We rebase all features onto develop.
Develop is then merged --ff-only into stage/release, etc.
Which is then merged --ff-only into main/master, and then tagged. I use squash less, as it can be helpful for blame of course, so rebase with minimal squash (like, squash that typo fix). The article makes it sound like a 'rebase' workflow is so complex, and time consuming. Poppycock. it's easy, and force pushing a branch cause practically zero issues for developers. If I have to rebase develop, for example, and then force push it, then remote users only have to do this:
git checkout develop
git reset --hard origin/develop Since a user would never have any local changes in develop, it would never be an issue. The "fanaticism" about and against rebasing is overblown in my opinion.
Oh, and the "time wasted" dealing with merge issues.. same, exactly the same in fact.
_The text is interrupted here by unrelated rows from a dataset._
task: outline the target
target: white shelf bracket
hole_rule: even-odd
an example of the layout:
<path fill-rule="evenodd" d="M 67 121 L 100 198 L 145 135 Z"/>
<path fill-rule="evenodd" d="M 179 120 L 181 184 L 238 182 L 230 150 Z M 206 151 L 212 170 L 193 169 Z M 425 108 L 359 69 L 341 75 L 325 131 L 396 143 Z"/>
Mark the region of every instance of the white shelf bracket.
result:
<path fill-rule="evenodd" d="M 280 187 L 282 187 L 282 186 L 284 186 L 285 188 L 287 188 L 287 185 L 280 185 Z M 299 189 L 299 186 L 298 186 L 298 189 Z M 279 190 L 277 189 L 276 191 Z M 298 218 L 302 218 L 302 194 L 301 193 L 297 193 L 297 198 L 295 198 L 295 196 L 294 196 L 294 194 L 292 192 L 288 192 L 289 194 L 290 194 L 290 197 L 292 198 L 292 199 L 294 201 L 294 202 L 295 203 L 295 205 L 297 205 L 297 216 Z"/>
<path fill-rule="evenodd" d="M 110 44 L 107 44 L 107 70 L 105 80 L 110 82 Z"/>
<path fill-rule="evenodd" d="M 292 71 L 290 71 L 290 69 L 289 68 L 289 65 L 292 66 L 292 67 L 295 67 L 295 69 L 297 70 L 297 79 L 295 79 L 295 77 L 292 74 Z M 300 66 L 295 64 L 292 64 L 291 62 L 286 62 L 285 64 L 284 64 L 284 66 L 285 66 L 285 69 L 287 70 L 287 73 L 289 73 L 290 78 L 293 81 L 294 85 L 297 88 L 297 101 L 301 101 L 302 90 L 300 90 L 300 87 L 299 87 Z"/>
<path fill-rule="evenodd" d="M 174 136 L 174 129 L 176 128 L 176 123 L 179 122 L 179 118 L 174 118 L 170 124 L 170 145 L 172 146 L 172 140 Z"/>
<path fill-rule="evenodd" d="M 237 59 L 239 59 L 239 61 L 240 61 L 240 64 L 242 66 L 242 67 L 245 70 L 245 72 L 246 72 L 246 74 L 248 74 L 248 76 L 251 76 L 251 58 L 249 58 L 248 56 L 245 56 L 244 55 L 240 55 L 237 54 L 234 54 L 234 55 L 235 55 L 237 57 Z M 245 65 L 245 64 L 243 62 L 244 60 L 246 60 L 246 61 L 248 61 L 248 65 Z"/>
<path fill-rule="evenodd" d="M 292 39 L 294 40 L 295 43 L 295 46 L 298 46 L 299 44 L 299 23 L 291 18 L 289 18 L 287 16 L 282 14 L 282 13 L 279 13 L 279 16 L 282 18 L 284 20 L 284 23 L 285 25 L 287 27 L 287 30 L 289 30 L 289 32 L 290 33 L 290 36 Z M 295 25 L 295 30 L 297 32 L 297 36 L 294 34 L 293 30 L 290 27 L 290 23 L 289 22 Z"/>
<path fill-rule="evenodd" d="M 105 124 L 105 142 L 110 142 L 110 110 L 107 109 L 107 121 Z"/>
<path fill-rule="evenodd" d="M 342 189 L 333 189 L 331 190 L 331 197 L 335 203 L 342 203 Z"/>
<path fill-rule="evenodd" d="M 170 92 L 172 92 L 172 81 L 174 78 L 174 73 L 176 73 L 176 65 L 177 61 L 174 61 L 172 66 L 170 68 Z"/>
Granted, I don't go around rebasing everything all of the time, but a developer working on a feature just rebases to develop before they submit a PR. Sure, if there are multiple PR's then they also need a rebase merge, but since nobody would "continue" working on a feature once it is submitted, this isn't an issue. Oh, and IF they did, well, again, they can just pull develop and rebase their feature. Now, what I don't do is have multiple developers on a single feature branch. If my team was much larger, and that was a "normal process" then, it may well make rebasing more of an issue.. |
Luckily, now our worse communicator is also our most competent dev, but I've been in teams where learning basic git would be a month long challenge for half the people, and for half of those (two people, really, we were 9) communicating their difficulties, or worse, their mistakes was impossible.